1

I'm attempting to use scrape-it as a dependency that I downloaded from NPM earlier today. I'm able to get the content back that I want, but need to store the results in a variable rather than handle them via the callback.

Using the 'sample' from scrape-it docs, when I try the following:

var myVar = scrapeIt("http://ionicabizau.net", {
    title: ".header h1"
  , desc: ".header h2"
  , avatar: {
        selector: ".header img"
      , attr: "src"
    }
}).then(page => {
    return page;
});

console.log(myVar);

I get the result: Promise { <pending> }

I've also tried using 'await' prior to calling the scrapeIt() function, but when I do that locally 'Unexpected identifier' syntax error in return.
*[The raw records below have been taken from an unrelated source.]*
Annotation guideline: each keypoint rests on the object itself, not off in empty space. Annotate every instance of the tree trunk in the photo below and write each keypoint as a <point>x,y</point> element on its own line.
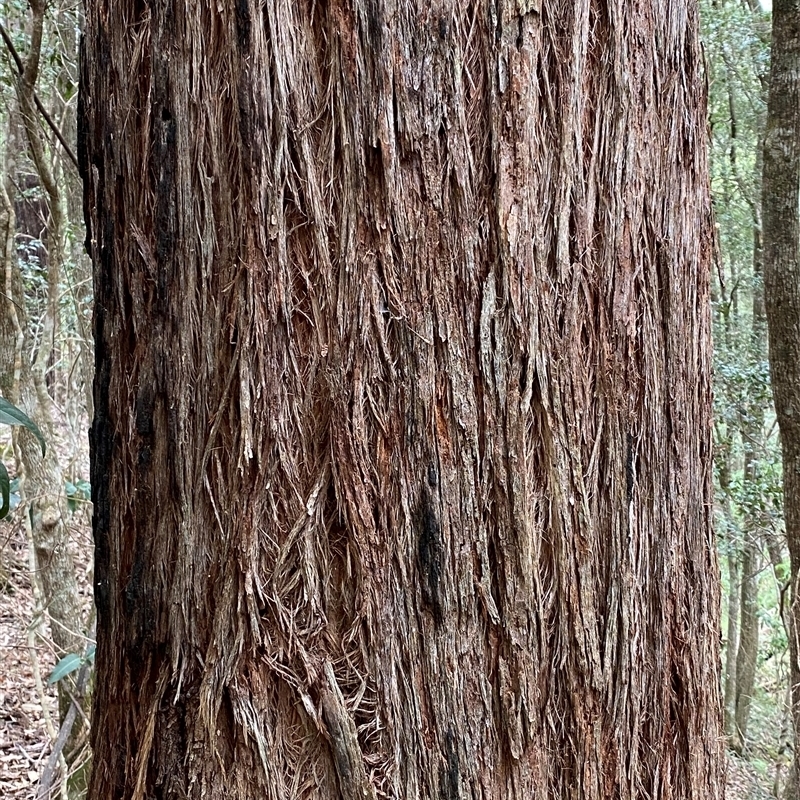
<point>782,290</point>
<point>747,654</point>
<point>401,450</point>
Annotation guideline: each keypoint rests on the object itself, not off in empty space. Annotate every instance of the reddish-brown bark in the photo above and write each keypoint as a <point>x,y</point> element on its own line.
<point>401,455</point>
<point>782,293</point>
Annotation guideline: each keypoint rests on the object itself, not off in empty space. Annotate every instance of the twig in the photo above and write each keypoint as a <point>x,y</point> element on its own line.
<point>42,110</point>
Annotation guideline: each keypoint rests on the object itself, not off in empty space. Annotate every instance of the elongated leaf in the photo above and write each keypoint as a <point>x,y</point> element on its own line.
<point>5,488</point>
<point>68,664</point>
<point>11,415</point>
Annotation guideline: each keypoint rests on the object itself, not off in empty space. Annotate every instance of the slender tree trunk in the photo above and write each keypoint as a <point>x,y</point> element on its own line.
<point>401,450</point>
<point>747,654</point>
<point>782,291</point>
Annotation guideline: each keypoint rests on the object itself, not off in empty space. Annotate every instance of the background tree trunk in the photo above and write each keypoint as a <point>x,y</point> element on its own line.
<point>401,451</point>
<point>782,293</point>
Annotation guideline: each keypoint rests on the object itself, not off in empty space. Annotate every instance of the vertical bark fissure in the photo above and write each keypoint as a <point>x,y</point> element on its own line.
<point>445,531</point>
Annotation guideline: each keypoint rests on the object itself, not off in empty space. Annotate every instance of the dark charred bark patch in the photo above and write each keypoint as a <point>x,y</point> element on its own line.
<point>243,25</point>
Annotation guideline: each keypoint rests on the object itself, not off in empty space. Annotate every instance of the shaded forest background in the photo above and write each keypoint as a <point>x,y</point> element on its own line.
<point>46,618</point>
Mind you, when I've tried this on the RunKit + npm site, it does work there, but it doesn't work for me locally. I've uninstalled and reinstalled the package, and it seems like I have all the necessary dependencies, so not sure what I'm doing wrong. :-\

While this obviously does touch on the asynchronous nature of javascript, the focal point of the question is to better understand interaction with promises.

Reuben V
  • 13
  • 3
  • By "I've tried _this_" you mean the attempt using `await`, because otherwise `myVar` would be a promise as you said. – Patrick Roberts Jul 05 '17 at 18:51
  • 1
    Possible duplicate of [How do I return the response from an asynchronous call?](https://stackoverflow.com/questions/14220321/how-do-i-return-the-response-from-an-asynchronous-call) – Patrick Roberts Jul 05 '17 at 18:52
  • You're trying to evaluate something waaaaay before you have got it. `myVar` is a promise, so you should be doing your work with the results of the call in the `then` func. You may think you should block the current function execution until you have the result, but you don't. Simply split off the remaining logic and call it from within the `then` func. –  Jul 05 '17 at 18:54
  • Yeah, I'm starting to see that. I had hoped I could store the results in a variable someway, but no success. :-\ While try to work within the then function and see if I can pull off what I'm looking for. – Reuben V Jul 05 '17 at 19:09

1 Answers1

1

The scrapeIt method is asynchronous due to the async nature of the request module.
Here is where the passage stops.